アクティブ・レンジャー日記 [東北地区]

大沼のおとうさん逝く

2008年10月23日
鹿角
 今年の大沼湖畔は昨年と比較にならない位、鮮やかな黄葉に染まりました。

 多くの観光客で賑わった今月9日「大沼のおとうさん」と呼ばれて歴代環境省のレンジャーを始めとして八幡平に関わった多くの人々に親しまれてきた畠山謙次郎さんが亡くなられました(享年86歳)。

今年の春先に八幡平ビジターセンターを訪れてくれた畠山謙次郎さん。懐かしむように昔の話をしてくれた。

 謙次郎さんは、まだ訪れる人も稀だった昭和28年に大沼湖畔に小さな旅宿を開いて以来、八幡平地区の国立公園編入に奔走し昭和31年の十和田八幡平国立公園誕生以降は、登山道整備やビジターセンター建設などに心血を注いできました。今年の4月、まだ半分雪で埋まったビジターセンターにぶらっと一人訪れ、たまたま開館準備をしていた私に訥々と話をしてくれました。「昔は、たまに訪れる登山目的の学生か農家の湯治客しかいなかったこと」「交通手段は歩くか馬車、電気も電話も何も無く冬は全く孤立状態だったこと」「原生林の中で100mの道をつくるのに1年かかったこと」などなど。静かだった昔の八幡平のことを懐かしそうに振り返ります。
 
 付近に生息するクマも知り合い?が多く、「毎年、澄川から大沼へくる奴で必ず宿の方を向いて立ち上がって合図するのがいたけど最近姿を見せない。撃たれちゃったんじゃないか」と本気で心配したり、「この前出会った親子連れが私にフウフウとちゃんと挨拶して行った」と嬉しそうに話したり。
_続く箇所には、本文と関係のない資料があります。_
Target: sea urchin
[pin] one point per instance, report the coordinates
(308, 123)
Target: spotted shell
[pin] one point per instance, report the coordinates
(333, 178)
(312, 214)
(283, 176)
 しかし最近の利用者については「せわしくてあまり自然に興味をもたなくなったような気がする」「ゆっくり会話を楽しんだり挨拶をかわしたりということも減った」と寂しいそうに話していたことが忘れられません。各地の国立公園誕生後、半世紀を超える地区が多くなるなか、その生きた歴史を知る方の話は貴重な財産です。いつでも聞けると思って、しっかりと謙次郎さんの話を記録していなかった事がかえすがえす残念でなりません。